不,我的皮郛如初,只是骨骼变了。
这场情与欲的变乱,来势汹汹,底子不给我半点躲闪复苏的余地。
我看着天花板,沉寂中发作的喘气是不眠不休的猖獗,一如在我身上猖獗放纵的他。
我仰开端谛视他,迷离的目光中他的面孔一半是火焰,普通是海水,是最热烈的火焰,是最冰冷的海水。
我环绕住他,指尖在他背上抓出一道道红痕。
他是最烈的野马,我是最柔嫩的海藻,天与地,海与云,野马和海藻。

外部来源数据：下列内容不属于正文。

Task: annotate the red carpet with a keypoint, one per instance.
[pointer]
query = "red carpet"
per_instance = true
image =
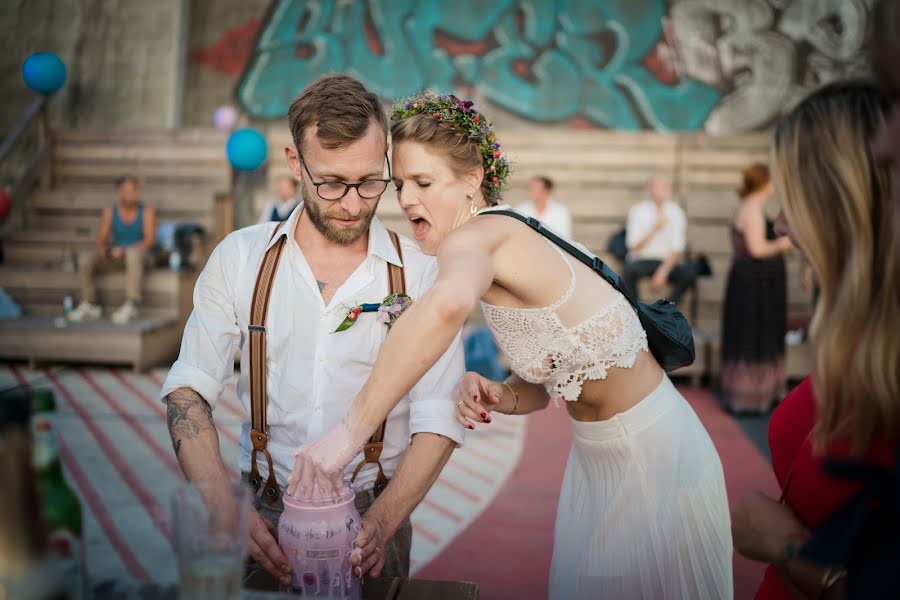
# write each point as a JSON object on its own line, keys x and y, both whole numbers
{"x": 507, "y": 549}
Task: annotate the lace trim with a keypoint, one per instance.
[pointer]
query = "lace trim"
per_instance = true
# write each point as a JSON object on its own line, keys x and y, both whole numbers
{"x": 544, "y": 351}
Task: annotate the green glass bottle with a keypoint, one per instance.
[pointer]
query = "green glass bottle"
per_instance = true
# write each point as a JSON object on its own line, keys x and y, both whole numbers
{"x": 60, "y": 506}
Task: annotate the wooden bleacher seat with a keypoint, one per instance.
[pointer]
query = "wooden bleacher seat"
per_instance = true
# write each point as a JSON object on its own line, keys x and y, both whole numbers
{"x": 183, "y": 173}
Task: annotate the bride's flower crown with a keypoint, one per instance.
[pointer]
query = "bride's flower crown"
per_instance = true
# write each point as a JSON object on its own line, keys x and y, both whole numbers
{"x": 459, "y": 113}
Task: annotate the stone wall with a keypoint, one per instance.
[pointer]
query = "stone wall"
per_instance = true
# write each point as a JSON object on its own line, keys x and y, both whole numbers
{"x": 124, "y": 58}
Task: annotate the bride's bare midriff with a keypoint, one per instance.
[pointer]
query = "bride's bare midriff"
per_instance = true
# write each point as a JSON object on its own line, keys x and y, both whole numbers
{"x": 623, "y": 388}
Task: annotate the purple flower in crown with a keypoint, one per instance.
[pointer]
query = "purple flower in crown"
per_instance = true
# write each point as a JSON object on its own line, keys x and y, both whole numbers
{"x": 463, "y": 105}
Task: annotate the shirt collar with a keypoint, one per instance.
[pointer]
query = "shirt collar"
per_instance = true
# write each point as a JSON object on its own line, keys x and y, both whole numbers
{"x": 380, "y": 244}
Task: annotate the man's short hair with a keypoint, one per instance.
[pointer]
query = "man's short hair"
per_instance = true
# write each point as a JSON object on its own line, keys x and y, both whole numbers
{"x": 340, "y": 107}
{"x": 126, "y": 179}
{"x": 545, "y": 181}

隔着那么那么悠远的间隔,我还是落在他怀中,他广漠的背上,获得了离开氧气的重生。
我和顺喊了声汝筠。
他扑灭我暗中人生第一簇燃烧的火苗。
他在我头发上嗅了嗅,“不会发明。”
“别动。”
我闭上的眼睛展开,窗外灯火灿烂。最后一丝阳光不知何时淹没,春熙街覆盖在一片暗澹的夜色里。
他的手带着电,带着水,二者交汇到一起,像是一场必定要轰轰烈烈的灭亡。
像行走在茫茫大雪里被冻僵了好久,终究寻觅到持续生命的火种,而他就是我的火种,是我活下去的光亮。
他开口问我,我仓促点头,他苗条微凉的手指在我脸颊上抚摩着,终究定格在我颤抖的唇间,他指腹在上面点了点,“它咬了那里,是不是用心的。”
我趴在他汗涔涔的胸口,他暴露在月色下的皮肤泛着蜜色的光,另有我抓出来的指痕,我咬出的牙印。
他从床头摸索到打火机扑灭了一根烟,我盯着他吞吐出的烟雾,心血来潮对他说给我抽一口。